Gouverner, ce n'est pas freiner

Le mot « gouvernance » évoque des comités, des procédures, de la lenteur. En PME, c'est l'inverse qui doit être vrai : la gouvernance est ce qui permet d'aller vite sans se mettre en danger. Elle répond à quatre questions concrètes :

  • Quels outils d'IA a-t-on le droit d'utiliser, et avec quelles données ?
  • Qui décide qu'un nouvel usage est autorisé, encadré ou interdit ?
  • Que fait-on quand quelque chose tourne mal ?
  • Comment ces règles évoluent-elles à mesure que les usages mûrissent ?

Sans réponse à ces questions, chaque collaborateur tranche seul, dans son coin — c'est la définition même du Shadow AI.

Les quatre briques du cadre minimal

1. Le registre des usages

Un tableau vivant, pas un document Word oublié : chaque usage d'IA identifié dans l'entreprise y figure avec sa description, les données concernées, l'outil employé et son statutproposé, autorisé, encadré ou interdit. Les transitions de statut sont datées et motivées : on sait toujours qui a décidé quoi, et pourquoi.

2. La charte d'usage

Quelques pages, écrites pour être lues : outils validés, catégories de données interdites (clients, RH, stratégiques), obligation de relecture humaine avant toute diffusion d'un contenu généré, conduite à tenir en cas de doute, nom du référent. La charte est versionnée — elle évolue avec les usages, et chacun sait quelle version fait foi.

3. Le suivi des incidents

Donnée confidentielle collée dans un outil grand public, réponse d'IA erronée envoyée à un client, chiffrage faux passé sans relecture : ces événements arrivent. Les tracer — sans chasse aux sorcières — transforme chaque incident en règle affinée. C'est le mécanisme d'apprentissage du cadre.

4. La revue régulière

Une fois par mois ou par trimestre selon le rythme de l'entreprise : quels nouveaux usages sont apparus ? Quels statuts faut-il faire évoluer ? Quels incidents ont eu lieu, et que changent-ils ? Trente minutes suffisent quand les trois premières briques existent. C'est cette boucle qui fait de la gouvernance une pratique vivante plutôt qu'un classeur.

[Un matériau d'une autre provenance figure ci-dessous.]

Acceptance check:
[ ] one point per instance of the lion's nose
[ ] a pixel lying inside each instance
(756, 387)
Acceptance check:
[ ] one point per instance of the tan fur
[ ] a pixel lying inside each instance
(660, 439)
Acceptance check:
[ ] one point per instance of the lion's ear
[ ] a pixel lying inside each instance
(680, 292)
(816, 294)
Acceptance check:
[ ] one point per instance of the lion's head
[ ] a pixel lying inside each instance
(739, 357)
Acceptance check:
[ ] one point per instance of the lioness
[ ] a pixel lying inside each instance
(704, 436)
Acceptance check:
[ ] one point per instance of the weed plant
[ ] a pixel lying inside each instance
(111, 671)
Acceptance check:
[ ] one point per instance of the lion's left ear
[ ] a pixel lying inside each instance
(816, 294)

Gouverner avant de généraliser : c'est le principe qui sépare les entreprises qui capitalisent sur l'IA de celles qui accumulent les risques en silence.

La question de la souveraineté : où vont vos données ?

Toutes les données ne se valent pas, et tous les outils non plus. La méthode ORBIT distingue trois niveaux de souveraineté, à choisir usage par usage :

  • Services grand public — acceptables pour des contenus sans aucune donnée sensible ;
  • Services professionnels européens ou à garanties contractuelles — pour les usages métier courants ;
  • Solutions maîtrisées ou hébergées en interne — pour les données les plus critiques.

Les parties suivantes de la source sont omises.